Il legame culturale e sentimentale con l’Italia e la Germania influenza in modo sostanziale il suo lavoro in ambito audiovisivo e segna la scelta tematica di molti dei documentari che produce e dirige con Alpenway. “Ho la doppia cittadinanza e la mia carriera documentaristica l’ho iniziata proprio in Germania. Quindi c’è un elemento tedesco, anche perché collaboro con Arté, il canale culturale franco-tedesco, e quindi giocoforza il mio sguardo è verso l’Italia, che cerco di raccontare al di là degli aspetti classici. Alle volte mi piace, insomma, trattare temi che inizialmente possono sembrare superficiali mostrando quello che c’è dietro. Poi c’è da dire che, sebbene mi sia immerso nella cultura tedesca al punto di lavorare come corrispondente culturale prima di diventare filmmaker a tutto campo, cionondimeno la mia socializzazione primaria è avvenuta in Lombardia, dove ho vissuto fino a 25 anni, tra i monti della Valtellina e i grattacieli di Milano. Quindi direi che in primis ho una visione pragmatica e imprenditoriale della vita, concreta, e un ethos del lavoro profondamente lombardo. Per certi versi più vicino alla cultura della dedizione prussiana, che a quella del godimento barocco bavarese. A questo piano si aggiunge l’amore per la cultura tedesca – attraverso i libri, ma anche immergendomi nella società dove ho scelto di vivere. Non senza tensioni, non senza dolore, ma sempre consapevole che vivere sul confine significa vivere il doppio perché vuol dire abitare in due mondi. Se quando scrivevo per i quotidiani italiani parlavo di Germania, ora che faccio film e mi rapporto principalmente con le emittenti tedesche, diventa naturale proporre tematiche legate all’Italia. Vi è quindi un motivo concreto, di street credibility, che mi porta a ritrarre il Paese da cui provengo. Ma vi è anche un legame sentimentale, perché quando andai via dall’Italia nel 1999 lo feci per inseguire un mio ideale humboldiato di formazione culturale, ma anche perché disgustato dalla situazione politica e sociale, desideroso di un altro tipo di approccio alla cosa pubblica, alla natura, alla cultura. Pensai di trovarlo nella mia Wahlheimat. Poi con gli anni gli angoli si smussano e si riesce a comprendere meglio i limiti e i vantaggi di un luogo e dell’altro, e con un po’ di fortuna si riesce a trovarsi bene ovunque si viva, anche perché, a furia di fare il tedesco, non potevo non innamorarmi dell’Italia”.
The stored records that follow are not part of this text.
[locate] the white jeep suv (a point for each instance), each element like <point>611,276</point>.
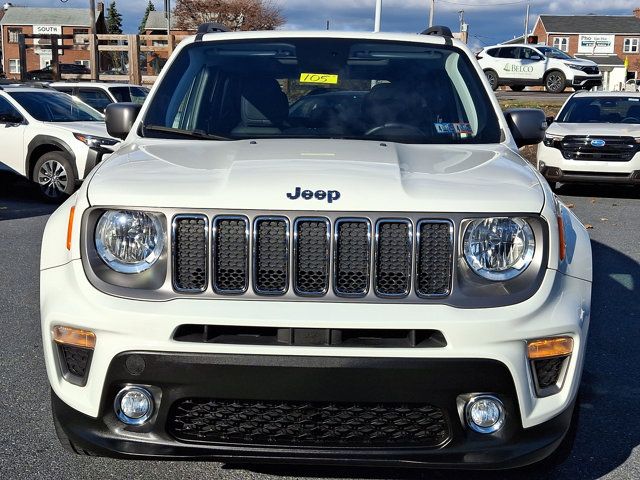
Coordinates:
<point>519,66</point>
<point>595,138</point>
<point>50,138</point>
<point>385,282</point>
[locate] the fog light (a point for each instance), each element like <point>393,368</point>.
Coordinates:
<point>485,414</point>
<point>133,405</point>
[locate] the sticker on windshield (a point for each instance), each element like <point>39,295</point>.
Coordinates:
<point>453,128</point>
<point>322,78</point>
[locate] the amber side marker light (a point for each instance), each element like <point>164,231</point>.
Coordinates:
<point>70,227</point>
<point>74,337</point>
<point>549,347</point>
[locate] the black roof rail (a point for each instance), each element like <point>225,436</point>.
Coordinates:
<point>439,30</point>
<point>210,27</point>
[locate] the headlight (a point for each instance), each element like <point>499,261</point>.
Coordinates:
<point>499,248</point>
<point>129,241</point>
<point>95,142</point>
<point>549,140</point>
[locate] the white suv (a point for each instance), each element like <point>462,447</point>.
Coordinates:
<point>50,138</point>
<point>594,138</point>
<point>384,281</point>
<point>519,66</point>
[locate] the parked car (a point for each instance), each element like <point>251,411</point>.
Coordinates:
<point>594,138</point>
<point>50,138</point>
<point>98,95</point>
<point>46,73</point>
<point>519,66</point>
<point>401,290</point>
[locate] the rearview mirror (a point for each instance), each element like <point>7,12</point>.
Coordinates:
<point>527,125</point>
<point>120,118</point>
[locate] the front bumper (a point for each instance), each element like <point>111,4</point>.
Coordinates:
<point>312,379</point>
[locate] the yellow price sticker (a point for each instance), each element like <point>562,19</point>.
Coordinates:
<point>322,78</point>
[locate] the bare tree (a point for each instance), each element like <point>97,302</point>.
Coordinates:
<point>234,14</point>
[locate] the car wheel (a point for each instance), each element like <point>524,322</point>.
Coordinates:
<point>554,82</point>
<point>55,176</point>
<point>493,79</point>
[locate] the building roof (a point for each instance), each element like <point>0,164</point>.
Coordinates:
<point>602,24</point>
<point>604,60</point>
<point>157,21</point>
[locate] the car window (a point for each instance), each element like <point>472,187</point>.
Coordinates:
<point>601,110</point>
<point>94,98</point>
<point>405,92</point>
<point>508,52</point>
<point>129,94</point>
<point>8,110</point>
<point>55,107</point>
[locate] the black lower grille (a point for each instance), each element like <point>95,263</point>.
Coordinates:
<point>393,258</point>
<point>352,258</point>
<point>308,424</point>
<point>610,149</point>
<point>231,255</point>
<point>190,254</point>
<point>312,256</point>
<point>271,256</point>
<point>435,250</point>
<point>548,371</point>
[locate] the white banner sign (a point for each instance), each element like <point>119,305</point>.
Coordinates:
<point>47,29</point>
<point>596,44</point>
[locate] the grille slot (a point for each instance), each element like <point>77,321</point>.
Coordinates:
<point>190,236</point>
<point>434,258</point>
<point>311,256</point>
<point>308,424</point>
<point>231,254</point>
<point>615,149</point>
<point>352,257</point>
<point>271,255</point>
<point>393,258</point>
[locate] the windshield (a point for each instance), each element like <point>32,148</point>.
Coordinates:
<point>323,88</point>
<point>554,53</point>
<point>129,94</point>
<point>601,110</point>
<point>56,107</point>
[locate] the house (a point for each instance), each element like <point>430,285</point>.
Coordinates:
<point>156,24</point>
<point>608,40</point>
<point>54,21</point>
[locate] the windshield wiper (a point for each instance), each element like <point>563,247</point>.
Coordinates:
<point>200,134</point>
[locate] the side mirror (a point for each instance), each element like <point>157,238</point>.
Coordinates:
<point>10,118</point>
<point>120,118</point>
<point>527,125</point>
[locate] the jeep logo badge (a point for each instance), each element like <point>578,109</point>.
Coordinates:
<point>328,195</point>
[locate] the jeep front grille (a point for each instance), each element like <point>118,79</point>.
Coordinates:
<point>308,256</point>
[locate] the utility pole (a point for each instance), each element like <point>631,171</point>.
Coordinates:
<point>526,25</point>
<point>431,12</point>
<point>93,44</point>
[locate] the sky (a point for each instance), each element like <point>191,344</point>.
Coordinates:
<point>490,21</point>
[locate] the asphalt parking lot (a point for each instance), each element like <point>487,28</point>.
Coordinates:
<point>608,437</point>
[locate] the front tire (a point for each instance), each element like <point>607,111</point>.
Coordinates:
<point>555,82</point>
<point>55,176</point>
<point>492,77</point>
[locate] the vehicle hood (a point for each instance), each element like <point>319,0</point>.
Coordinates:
<point>579,61</point>
<point>594,129</point>
<point>98,129</point>
<point>369,176</point>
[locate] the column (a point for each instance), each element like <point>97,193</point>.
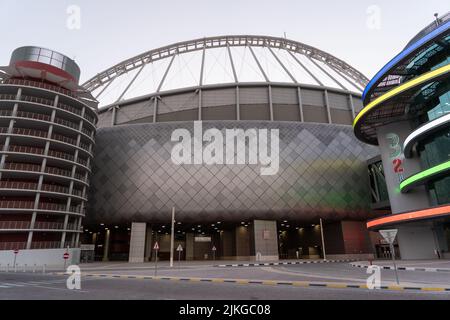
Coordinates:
<point>148,243</point>
<point>189,246</point>
<point>266,240</point>
<point>106,245</point>
<point>137,242</point>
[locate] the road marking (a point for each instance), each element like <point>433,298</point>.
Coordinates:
<point>331,285</point>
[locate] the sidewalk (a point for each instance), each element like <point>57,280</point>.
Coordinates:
<point>117,265</point>
<point>442,265</point>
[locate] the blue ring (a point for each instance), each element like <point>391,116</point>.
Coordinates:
<point>416,45</point>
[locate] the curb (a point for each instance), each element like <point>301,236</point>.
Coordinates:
<point>303,284</point>
<point>262,264</point>
<point>402,268</point>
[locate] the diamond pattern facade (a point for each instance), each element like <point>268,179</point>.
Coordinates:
<point>323,173</point>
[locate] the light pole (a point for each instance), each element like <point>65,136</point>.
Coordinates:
<point>172,234</point>
<point>323,241</point>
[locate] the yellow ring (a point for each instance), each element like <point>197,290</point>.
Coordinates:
<point>407,85</point>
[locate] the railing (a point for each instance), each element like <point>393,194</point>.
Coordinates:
<point>44,134</point>
<point>13,204</point>
<point>34,186</point>
<point>33,115</point>
<point>34,245</point>
<point>48,102</point>
<point>37,168</point>
<point>38,225</point>
<point>51,153</point>
<point>13,245</point>
<point>39,85</point>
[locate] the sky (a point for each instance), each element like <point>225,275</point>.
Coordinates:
<point>99,34</point>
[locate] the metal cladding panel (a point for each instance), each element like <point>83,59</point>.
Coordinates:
<point>285,95</point>
<point>339,101</point>
<point>323,173</point>
<point>341,116</point>
<point>221,97</point>
<point>178,102</point>
<point>357,104</point>
<point>256,95</point>
<point>104,119</point>
<point>286,112</point>
<point>135,111</point>
<point>313,97</point>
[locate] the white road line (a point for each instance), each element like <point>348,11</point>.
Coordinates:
<point>13,285</point>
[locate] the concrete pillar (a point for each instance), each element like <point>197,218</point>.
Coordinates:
<point>226,238</point>
<point>417,241</point>
<point>266,240</point>
<point>106,246</point>
<point>242,236</point>
<point>148,243</point>
<point>137,242</point>
<point>189,246</point>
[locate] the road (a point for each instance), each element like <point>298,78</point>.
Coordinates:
<point>50,286</point>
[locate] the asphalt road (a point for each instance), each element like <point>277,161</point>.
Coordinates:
<point>50,286</point>
<point>327,272</point>
<point>33,286</point>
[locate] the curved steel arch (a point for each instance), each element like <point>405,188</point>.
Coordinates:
<point>106,76</point>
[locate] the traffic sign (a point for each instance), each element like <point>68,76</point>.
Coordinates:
<point>389,235</point>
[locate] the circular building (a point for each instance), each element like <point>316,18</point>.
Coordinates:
<point>47,132</point>
<point>406,112</point>
<point>248,138</point>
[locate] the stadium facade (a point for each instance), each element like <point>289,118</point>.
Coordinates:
<point>230,83</point>
<point>406,113</point>
<point>317,201</point>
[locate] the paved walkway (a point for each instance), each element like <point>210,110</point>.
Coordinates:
<point>442,265</point>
L’italianità nella sua carriera lavorativa, insomma, diventa una plus valore, che va oltre i temi trattati nei suoi lavori, ma è anche un modus operandi, una finezza nello sguardo e una attenzione al dettaglio. “Di recente in una videointervista lo sceneggiatore Fabio Di Ranno, in arte Biro Fandonia, ha detto che secondo lui italianità è la capacità di andare nel profondo mantenendo l’ironia, e questo l’ha riscontrato nel mio documentario. La trovo una osservazione molto fine. E aggiungo che italiana, come si vede nel film, è anche la maniacale attenzione al dettaglio, sia essa un’attenzione volta a creare un sonetto, o disegnare il volantino per una discoteca, creare un abito di alta sartoria, o un pezzo di meccanica per un bolide. Un’attenzione maniacale, finissima, nella quale estetica ed etica si cercano e talvolta s’incontrano”.